Эрван поговорил и со Смиролом — опять-таки скрывая, кто эта беглянка из Инвауто. И на прощание он сказал Ролнеку, что месяца через полтора, когда Марутту отпустит его на пару недель, он обязательно доберется до Ралло, чтобы рассказать обо всем Старику.

Ролнек и Смирол. как и предполагал Эрван, не укараулили свою пленницу.

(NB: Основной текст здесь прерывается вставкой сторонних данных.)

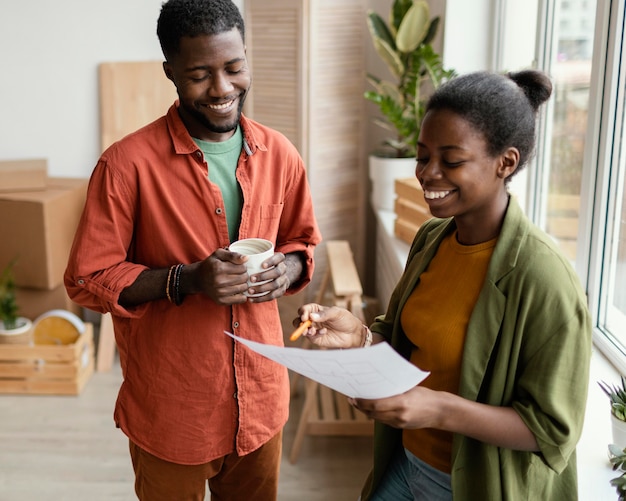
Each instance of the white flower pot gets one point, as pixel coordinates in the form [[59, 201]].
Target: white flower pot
[[20, 335], [619, 431], [383, 173]]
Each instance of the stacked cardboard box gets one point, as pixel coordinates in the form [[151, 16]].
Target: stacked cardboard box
[[37, 227], [410, 208]]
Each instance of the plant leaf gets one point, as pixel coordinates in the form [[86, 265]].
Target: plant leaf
[[413, 28], [398, 11], [432, 31], [390, 56], [379, 29]]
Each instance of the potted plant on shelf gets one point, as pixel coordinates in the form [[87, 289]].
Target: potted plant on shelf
[[405, 45], [13, 328], [617, 396], [617, 456]]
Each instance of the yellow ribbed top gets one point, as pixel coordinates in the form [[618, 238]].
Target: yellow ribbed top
[[435, 319]]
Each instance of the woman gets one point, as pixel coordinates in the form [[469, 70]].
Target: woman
[[489, 306]]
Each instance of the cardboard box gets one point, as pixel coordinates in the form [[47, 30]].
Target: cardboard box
[[47, 369], [22, 175], [34, 302], [38, 227]]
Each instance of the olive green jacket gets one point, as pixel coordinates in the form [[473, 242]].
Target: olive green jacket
[[528, 346]]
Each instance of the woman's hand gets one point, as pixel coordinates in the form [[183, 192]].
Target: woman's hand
[[331, 327], [422, 407], [417, 408]]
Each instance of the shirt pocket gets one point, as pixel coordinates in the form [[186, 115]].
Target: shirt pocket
[[269, 221]]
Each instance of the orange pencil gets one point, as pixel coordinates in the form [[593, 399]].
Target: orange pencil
[[301, 328]]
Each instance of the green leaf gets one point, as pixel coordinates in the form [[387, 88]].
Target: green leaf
[[398, 11], [413, 28], [379, 29], [432, 31], [389, 56]]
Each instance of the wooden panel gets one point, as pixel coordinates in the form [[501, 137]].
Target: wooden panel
[[308, 67], [132, 94], [344, 276]]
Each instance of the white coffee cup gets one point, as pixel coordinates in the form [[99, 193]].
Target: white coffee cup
[[258, 250]]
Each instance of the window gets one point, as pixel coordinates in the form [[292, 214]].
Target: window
[[576, 191], [579, 194]]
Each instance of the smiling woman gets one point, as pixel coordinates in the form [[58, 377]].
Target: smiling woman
[[515, 323]]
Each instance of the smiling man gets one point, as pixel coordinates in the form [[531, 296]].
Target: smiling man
[[164, 204]]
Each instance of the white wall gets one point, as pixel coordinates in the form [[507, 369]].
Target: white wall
[[49, 56], [50, 51]]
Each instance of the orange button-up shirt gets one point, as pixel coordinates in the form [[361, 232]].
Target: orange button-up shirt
[[190, 394]]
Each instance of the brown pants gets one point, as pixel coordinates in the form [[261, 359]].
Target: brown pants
[[230, 478]]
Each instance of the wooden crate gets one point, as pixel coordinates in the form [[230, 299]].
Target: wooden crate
[[405, 230], [47, 369], [411, 190], [410, 208]]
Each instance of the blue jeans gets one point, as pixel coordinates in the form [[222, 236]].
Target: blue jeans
[[409, 478]]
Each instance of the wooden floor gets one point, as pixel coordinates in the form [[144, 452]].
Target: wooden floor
[[56, 448]]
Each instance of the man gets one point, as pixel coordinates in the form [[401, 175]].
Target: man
[[163, 205]]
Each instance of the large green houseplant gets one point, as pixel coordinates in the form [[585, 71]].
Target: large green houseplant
[[617, 450], [404, 44], [13, 328]]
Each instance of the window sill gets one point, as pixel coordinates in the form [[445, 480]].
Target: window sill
[[594, 468]]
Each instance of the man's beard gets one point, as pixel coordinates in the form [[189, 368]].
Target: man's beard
[[212, 126]]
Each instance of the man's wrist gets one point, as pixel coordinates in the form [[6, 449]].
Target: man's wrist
[[367, 337]]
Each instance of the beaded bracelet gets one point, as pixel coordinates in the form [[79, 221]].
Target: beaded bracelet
[[172, 287], [367, 338], [167, 285], [177, 299]]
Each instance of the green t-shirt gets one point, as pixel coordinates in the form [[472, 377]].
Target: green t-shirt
[[222, 160]]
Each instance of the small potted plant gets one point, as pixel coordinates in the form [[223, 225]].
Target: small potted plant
[[404, 43], [617, 457], [13, 328], [617, 396]]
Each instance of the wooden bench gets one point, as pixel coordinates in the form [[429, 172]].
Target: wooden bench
[[326, 412]]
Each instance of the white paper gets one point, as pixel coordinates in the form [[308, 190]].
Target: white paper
[[374, 372]]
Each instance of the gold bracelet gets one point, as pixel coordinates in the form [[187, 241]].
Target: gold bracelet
[[367, 338]]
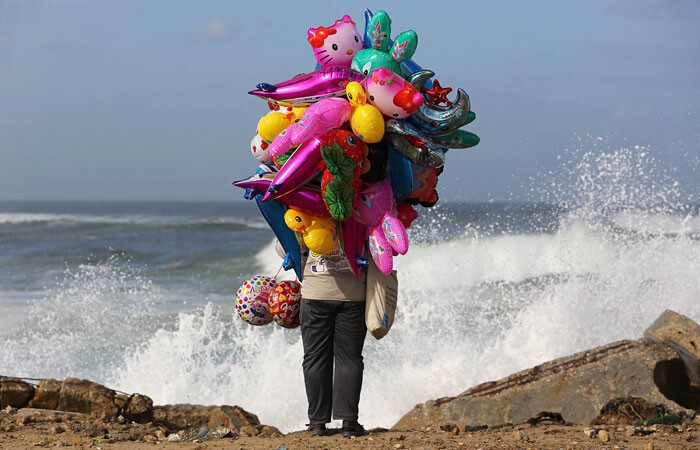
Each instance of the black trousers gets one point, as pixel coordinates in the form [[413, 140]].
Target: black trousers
[[333, 332]]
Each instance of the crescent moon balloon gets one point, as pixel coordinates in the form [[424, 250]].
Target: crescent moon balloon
[[437, 120]]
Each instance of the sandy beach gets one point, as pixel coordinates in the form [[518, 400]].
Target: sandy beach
[[30, 428]]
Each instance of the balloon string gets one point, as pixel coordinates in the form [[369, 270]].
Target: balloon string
[[278, 272]]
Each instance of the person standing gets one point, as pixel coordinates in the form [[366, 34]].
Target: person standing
[[333, 333]]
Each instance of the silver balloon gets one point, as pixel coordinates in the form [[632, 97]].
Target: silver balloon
[[428, 155], [437, 120]]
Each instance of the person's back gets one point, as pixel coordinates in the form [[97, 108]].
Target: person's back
[[333, 332]]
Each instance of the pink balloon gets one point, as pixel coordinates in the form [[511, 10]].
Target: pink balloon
[[353, 242], [320, 117], [305, 199], [307, 89], [305, 164], [386, 232], [391, 94]]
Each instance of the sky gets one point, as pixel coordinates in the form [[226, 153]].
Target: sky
[[107, 100]]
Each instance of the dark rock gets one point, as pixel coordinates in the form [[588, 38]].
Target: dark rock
[[663, 367], [15, 392], [87, 397], [47, 394], [139, 408], [184, 416], [575, 387], [629, 411], [678, 379]]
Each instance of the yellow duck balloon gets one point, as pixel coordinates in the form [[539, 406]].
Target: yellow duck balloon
[[367, 122], [274, 122], [319, 233]]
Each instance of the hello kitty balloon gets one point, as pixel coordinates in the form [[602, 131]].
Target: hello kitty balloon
[[337, 44]]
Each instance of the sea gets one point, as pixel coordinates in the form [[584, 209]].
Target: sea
[[139, 296]]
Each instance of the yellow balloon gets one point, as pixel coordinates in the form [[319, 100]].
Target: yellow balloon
[[366, 121], [319, 233], [274, 122]]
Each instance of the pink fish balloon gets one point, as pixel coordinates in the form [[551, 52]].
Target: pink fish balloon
[[391, 94], [306, 199], [386, 232], [306, 89], [353, 233], [305, 164], [326, 115]]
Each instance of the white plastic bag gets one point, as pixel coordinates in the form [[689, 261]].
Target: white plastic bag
[[380, 308]]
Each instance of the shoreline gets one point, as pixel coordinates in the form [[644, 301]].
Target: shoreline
[[27, 428]]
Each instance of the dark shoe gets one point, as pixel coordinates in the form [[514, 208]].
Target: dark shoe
[[318, 429], [352, 428]]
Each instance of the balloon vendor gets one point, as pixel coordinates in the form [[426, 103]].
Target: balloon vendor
[[346, 153]]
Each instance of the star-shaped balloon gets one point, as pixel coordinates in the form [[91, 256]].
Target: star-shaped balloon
[[438, 94]]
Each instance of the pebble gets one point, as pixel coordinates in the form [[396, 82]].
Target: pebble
[[590, 432], [56, 429], [24, 420], [521, 435]]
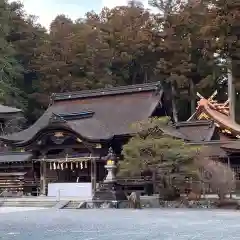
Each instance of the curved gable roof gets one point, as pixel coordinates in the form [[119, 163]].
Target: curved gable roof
[[113, 112]]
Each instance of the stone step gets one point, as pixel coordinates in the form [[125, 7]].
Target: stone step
[[42, 204], [61, 204], [72, 205]]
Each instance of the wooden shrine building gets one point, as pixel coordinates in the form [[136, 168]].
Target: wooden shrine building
[[69, 142]]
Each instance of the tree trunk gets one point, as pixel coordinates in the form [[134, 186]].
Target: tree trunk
[[192, 93], [174, 105]]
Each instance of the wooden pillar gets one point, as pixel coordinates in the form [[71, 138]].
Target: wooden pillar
[[43, 182], [231, 92], [93, 174]]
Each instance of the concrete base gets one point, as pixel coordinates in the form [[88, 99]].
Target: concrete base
[[110, 191]]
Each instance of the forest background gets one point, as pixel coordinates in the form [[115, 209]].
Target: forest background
[[186, 45]]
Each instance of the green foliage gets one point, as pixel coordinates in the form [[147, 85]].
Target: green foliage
[[119, 46], [152, 149], [10, 69]]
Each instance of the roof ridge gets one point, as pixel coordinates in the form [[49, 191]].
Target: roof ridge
[[104, 91], [193, 123]]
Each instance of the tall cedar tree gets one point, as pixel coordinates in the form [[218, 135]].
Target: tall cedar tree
[[10, 69]]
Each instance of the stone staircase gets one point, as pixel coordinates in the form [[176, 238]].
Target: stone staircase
[[19, 203], [75, 205]]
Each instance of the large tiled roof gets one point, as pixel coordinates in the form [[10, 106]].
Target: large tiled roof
[[196, 131], [114, 111], [6, 109], [15, 157]]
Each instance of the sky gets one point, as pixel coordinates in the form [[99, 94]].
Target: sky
[[47, 10]]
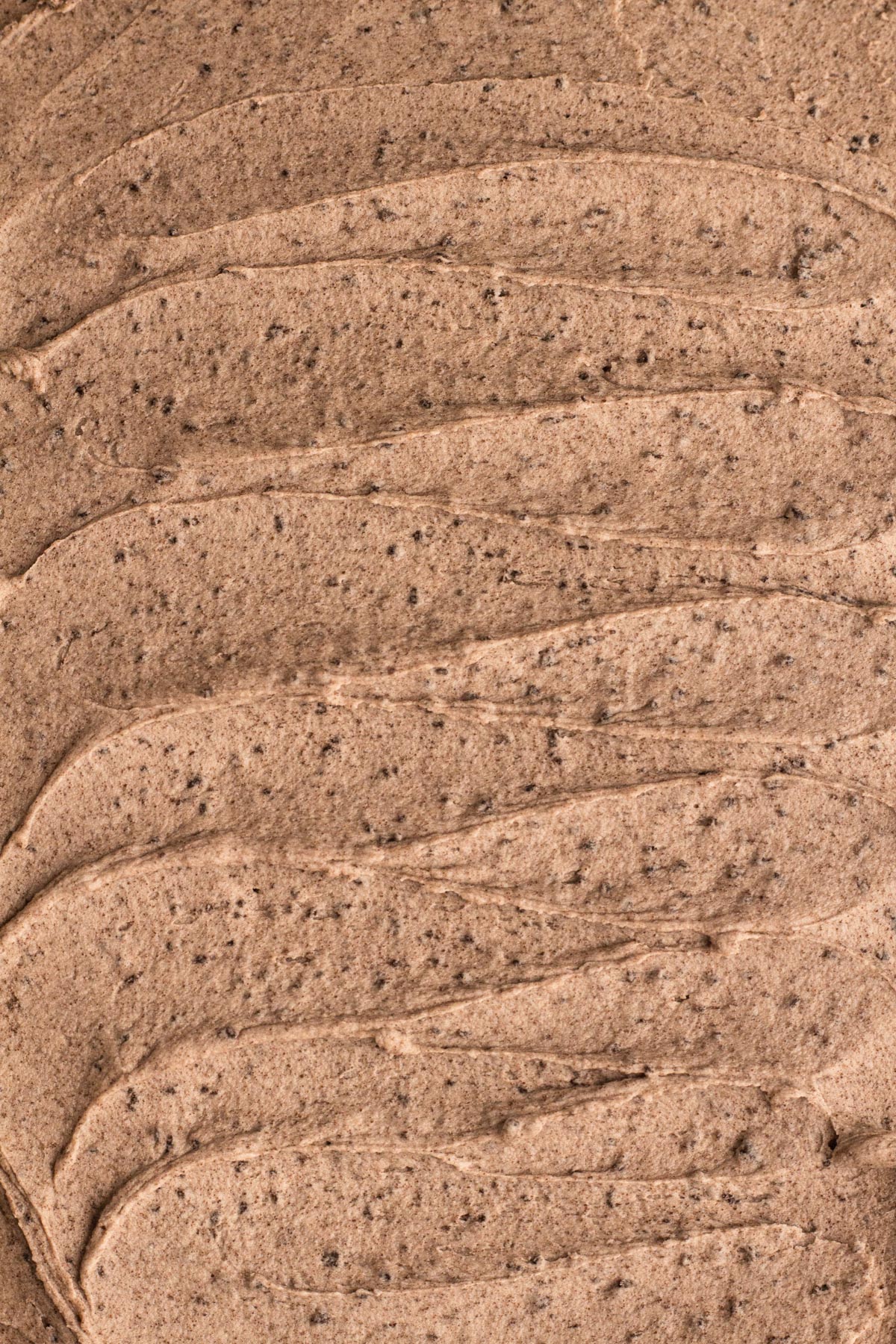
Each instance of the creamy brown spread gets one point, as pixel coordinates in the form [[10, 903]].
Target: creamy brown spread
[[448, 667]]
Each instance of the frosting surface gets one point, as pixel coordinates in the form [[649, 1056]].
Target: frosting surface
[[448, 644]]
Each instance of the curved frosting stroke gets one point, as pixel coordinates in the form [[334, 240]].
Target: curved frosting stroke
[[448, 616]]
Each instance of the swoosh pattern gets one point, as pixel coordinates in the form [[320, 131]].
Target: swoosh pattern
[[448, 597]]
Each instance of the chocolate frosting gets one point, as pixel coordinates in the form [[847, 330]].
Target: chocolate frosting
[[448, 636]]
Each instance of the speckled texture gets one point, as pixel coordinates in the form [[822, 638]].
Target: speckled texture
[[448, 643]]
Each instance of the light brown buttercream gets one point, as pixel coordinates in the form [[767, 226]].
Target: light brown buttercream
[[448, 645]]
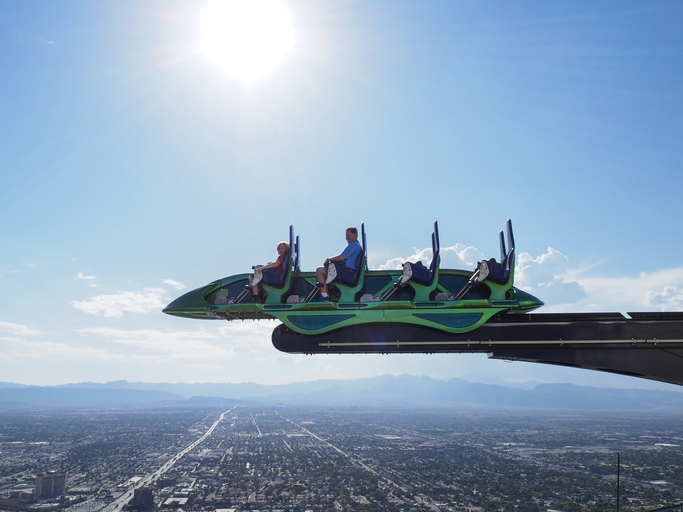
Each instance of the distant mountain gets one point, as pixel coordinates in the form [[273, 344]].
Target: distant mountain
[[385, 391]]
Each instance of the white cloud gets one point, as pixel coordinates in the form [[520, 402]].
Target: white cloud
[[13, 349], [456, 256], [175, 284], [179, 345], [549, 276], [147, 301], [17, 329]]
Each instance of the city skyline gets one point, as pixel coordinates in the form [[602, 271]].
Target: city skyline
[[136, 169]]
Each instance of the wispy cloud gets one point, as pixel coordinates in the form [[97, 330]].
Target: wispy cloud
[[456, 256], [13, 349], [17, 329], [195, 344], [175, 284], [570, 288], [115, 305]]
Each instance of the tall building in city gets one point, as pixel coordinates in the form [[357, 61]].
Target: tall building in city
[[143, 498], [50, 484]]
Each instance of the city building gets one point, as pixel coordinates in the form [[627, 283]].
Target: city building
[[50, 484], [142, 498]]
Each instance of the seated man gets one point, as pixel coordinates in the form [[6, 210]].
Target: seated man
[[346, 261]]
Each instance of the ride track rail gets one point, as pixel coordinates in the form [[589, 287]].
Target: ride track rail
[[646, 345]]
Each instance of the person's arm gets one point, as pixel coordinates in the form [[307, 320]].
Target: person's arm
[[339, 257]]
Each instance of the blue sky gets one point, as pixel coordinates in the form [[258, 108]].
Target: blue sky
[[134, 168]]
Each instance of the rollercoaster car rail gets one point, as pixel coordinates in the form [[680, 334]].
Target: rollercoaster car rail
[[646, 345]]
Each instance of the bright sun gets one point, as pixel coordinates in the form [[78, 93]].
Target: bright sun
[[246, 38]]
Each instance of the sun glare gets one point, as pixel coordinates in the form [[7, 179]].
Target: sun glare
[[246, 38]]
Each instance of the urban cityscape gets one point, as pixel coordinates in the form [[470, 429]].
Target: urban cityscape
[[227, 457]]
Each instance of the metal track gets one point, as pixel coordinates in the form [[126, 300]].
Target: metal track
[[646, 345]]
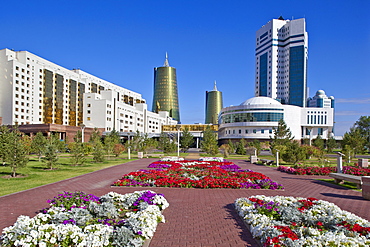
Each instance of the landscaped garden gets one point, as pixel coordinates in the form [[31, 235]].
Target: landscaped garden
[[288, 221], [352, 170], [79, 219], [197, 174]]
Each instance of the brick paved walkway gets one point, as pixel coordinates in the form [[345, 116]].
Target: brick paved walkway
[[196, 217]]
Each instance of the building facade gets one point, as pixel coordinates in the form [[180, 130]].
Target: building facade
[[213, 105], [35, 91], [165, 96], [256, 118], [281, 57]]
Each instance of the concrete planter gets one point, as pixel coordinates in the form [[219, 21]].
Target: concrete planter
[[366, 187]]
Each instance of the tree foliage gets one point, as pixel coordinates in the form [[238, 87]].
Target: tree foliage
[[293, 153], [331, 144], [98, 150], [78, 151], [354, 140], [15, 152], [166, 143], [257, 145], [231, 147], [52, 147], [149, 144], [363, 124], [319, 142], [282, 136], [110, 141], [240, 147], [209, 142], [186, 140]]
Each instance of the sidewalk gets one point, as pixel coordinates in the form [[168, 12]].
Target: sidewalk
[[196, 217]]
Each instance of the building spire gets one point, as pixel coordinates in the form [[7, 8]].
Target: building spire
[[166, 64], [214, 87]]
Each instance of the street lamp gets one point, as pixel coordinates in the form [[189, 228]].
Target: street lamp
[[83, 132]]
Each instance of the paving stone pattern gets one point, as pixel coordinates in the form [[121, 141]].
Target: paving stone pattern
[[196, 217]]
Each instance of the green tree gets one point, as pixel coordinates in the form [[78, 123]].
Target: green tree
[[282, 137], [118, 149], [149, 144], [5, 138], [78, 152], [231, 146], [186, 140], [318, 142], [257, 145], [240, 147], [354, 140], [293, 153], [363, 124], [16, 156], [209, 142], [39, 144], [166, 143], [52, 146], [98, 151], [331, 144], [110, 141]]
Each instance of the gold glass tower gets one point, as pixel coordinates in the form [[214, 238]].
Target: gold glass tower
[[213, 105], [165, 90]]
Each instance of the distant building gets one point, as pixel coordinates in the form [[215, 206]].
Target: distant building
[[105, 110], [213, 105], [321, 100], [256, 118], [281, 61], [165, 96]]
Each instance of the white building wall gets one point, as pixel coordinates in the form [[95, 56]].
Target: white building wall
[[108, 113]]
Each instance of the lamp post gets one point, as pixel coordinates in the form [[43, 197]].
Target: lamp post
[[82, 132], [178, 140]]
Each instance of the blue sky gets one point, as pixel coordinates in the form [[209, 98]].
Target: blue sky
[[122, 41]]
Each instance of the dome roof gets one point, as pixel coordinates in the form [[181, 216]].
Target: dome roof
[[261, 101]]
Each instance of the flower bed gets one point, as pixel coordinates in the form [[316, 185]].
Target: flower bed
[[357, 171], [79, 219], [197, 174], [288, 221]]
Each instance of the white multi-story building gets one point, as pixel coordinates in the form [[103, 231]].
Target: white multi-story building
[[321, 100], [281, 61], [36, 91], [256, 118], [105, 110]]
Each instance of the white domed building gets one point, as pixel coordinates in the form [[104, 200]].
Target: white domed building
[[256, 118]]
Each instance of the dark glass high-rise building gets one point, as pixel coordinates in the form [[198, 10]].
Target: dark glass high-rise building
[[165, 90], [213, 105]]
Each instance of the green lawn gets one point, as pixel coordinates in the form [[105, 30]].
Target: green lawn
[[35, 173], [348, 185]]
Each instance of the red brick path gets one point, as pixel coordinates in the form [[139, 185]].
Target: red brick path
[[196, 217]]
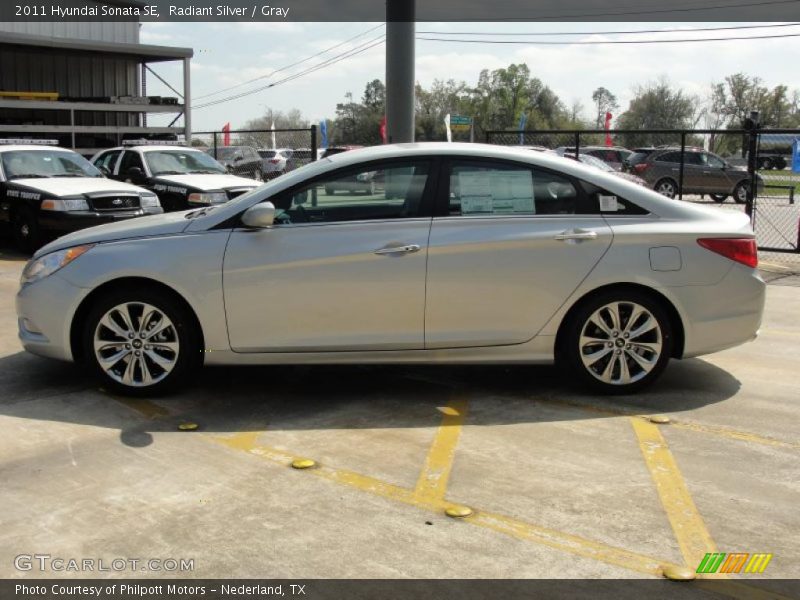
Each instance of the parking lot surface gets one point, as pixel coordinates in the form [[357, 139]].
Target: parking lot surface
[[560, 484]]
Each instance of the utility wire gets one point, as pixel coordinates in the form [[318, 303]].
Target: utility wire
[[300, 62], [602, 42], [329, 62], [689, 30], [645, 11]]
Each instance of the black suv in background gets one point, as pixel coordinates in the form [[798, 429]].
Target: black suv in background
[[704, 173]]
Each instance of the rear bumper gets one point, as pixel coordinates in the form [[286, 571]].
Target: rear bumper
[[723, 315], [67, 222]]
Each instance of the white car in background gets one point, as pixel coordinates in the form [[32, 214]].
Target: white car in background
[[274, 162], [459, 253]]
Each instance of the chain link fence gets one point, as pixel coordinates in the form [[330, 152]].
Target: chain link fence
[[260, 154], [711, 167]]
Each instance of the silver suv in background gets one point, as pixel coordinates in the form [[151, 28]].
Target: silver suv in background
[[704, 173]]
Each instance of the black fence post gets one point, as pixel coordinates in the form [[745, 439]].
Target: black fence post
[[683, 162], [752, 167]]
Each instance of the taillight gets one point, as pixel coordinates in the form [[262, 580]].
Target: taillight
[[741, 250]]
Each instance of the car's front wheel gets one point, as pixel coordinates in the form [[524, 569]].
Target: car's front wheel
[[618, 342], [667, 187], [141, 342], [740, 192]]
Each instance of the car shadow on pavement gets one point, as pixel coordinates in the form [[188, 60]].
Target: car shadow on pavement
[[238, 399]]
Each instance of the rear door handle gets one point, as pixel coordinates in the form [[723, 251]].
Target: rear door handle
[[407, 249], [576, 234]]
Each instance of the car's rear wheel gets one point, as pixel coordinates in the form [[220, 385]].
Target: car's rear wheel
[[618, 342], [666, 187], [141, 343], [25, 230], [740, 192]]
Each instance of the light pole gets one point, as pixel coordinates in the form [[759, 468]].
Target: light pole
[[400, 29]]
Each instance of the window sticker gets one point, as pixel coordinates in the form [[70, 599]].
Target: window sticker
[[608, 204], [496, 192]]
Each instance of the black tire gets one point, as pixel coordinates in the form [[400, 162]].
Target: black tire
[[666, 187], [740, 192], [574, 357], [183, 329], [25, 230]]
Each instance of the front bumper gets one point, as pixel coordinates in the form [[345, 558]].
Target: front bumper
[[67, 222], [45, 310]]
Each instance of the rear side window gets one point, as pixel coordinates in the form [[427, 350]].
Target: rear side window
[[480, 188]]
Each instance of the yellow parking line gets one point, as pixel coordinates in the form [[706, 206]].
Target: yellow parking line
[[432, 482], [687, 524], [743, 436], [507, 525]]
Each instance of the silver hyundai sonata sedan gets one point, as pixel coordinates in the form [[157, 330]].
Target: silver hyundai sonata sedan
[[455, 253]]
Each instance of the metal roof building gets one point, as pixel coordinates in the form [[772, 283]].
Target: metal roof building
[[84, 83]]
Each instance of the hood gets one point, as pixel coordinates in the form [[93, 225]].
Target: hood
[[208, 182], [150, 226], [73, 186]]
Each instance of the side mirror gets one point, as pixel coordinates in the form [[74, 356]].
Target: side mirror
[[135, 174], [259, 216]]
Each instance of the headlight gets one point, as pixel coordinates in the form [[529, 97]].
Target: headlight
[[208, 198], [65, 205], [50, 263], [150, 201]]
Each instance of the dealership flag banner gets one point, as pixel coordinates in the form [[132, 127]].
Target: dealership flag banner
[[226, 134], [323, 133]]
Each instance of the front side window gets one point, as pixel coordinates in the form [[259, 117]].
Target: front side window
[[178, 162], [107, 160], [488, 188], [130, 159], [21, 164], [388, 191]]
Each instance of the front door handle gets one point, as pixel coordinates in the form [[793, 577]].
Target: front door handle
[[576, 234], [407, 249]]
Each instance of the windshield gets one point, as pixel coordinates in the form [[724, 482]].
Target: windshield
[[227, 151], [595, 162], [18, 164], [176, 162]]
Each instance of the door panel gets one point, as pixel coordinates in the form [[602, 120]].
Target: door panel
[[315, 287], [498, 280]]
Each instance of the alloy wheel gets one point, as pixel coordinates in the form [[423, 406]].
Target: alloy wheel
[[136, 344], [620, 343]]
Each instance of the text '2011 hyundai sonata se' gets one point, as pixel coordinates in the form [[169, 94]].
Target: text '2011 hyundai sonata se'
[[454, 253]]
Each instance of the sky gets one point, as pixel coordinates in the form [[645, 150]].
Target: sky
[[227, 54]]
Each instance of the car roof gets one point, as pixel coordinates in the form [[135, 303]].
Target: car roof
[[10, 147]]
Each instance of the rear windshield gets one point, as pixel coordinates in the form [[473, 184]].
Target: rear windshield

Примерно через месяц, после неспешного путешествия по Золотой Реке на парусных лодках, Ролнек выгрузил свою группу на обрывистом берегу у крепости Гатавис и повел по тропе на Катрано.

Сэллик, как продолжал называть ее Ролнек, не пыталась удрать, но по-прежнему грубила, находя удовольствие в том, чтобы выводить из себя самоуверенных мальчишек. Покорное ее поведение успокаивало Ролнека, но все больше настораживало Смирола, несмотря на то, что как раз у него налаживались с Сэллик теплые отношения. Даже чересчур теплые, с раздражением отмечал Ролнек. Рыжий то и дело норовил облапить девушку или ненароком прижаться и с невинным видом отходил в сторону, услышав окрик Ролнека. Сэллик находила в этом еще один повод позлить Ролнека:

— Ревнуешь? — спрашивала она с усмешечкой, и Ролнек злился, тем более, что доля истины в этом была.

На дневных привалах она снимала куртку и подставляла солнцу небольшие округлые груди, а Ролнек, сначала спокойно относившийся к ее наготе, теперь виновато, как будто видел что-то недозволенное, отводил глаза. Смирол же как ни в чем не бывало бесстыже перебрасывался с Сэллик насмешливыми словами. Ролнек, стиснув зубы, пытался уследить за тем, чтобы эти веселые перепалки так и остались невинными, не имеющими следствий беседами, но лукавое благоволение Сэллик к Смиролу непременно должно было перерасти в нечто большее.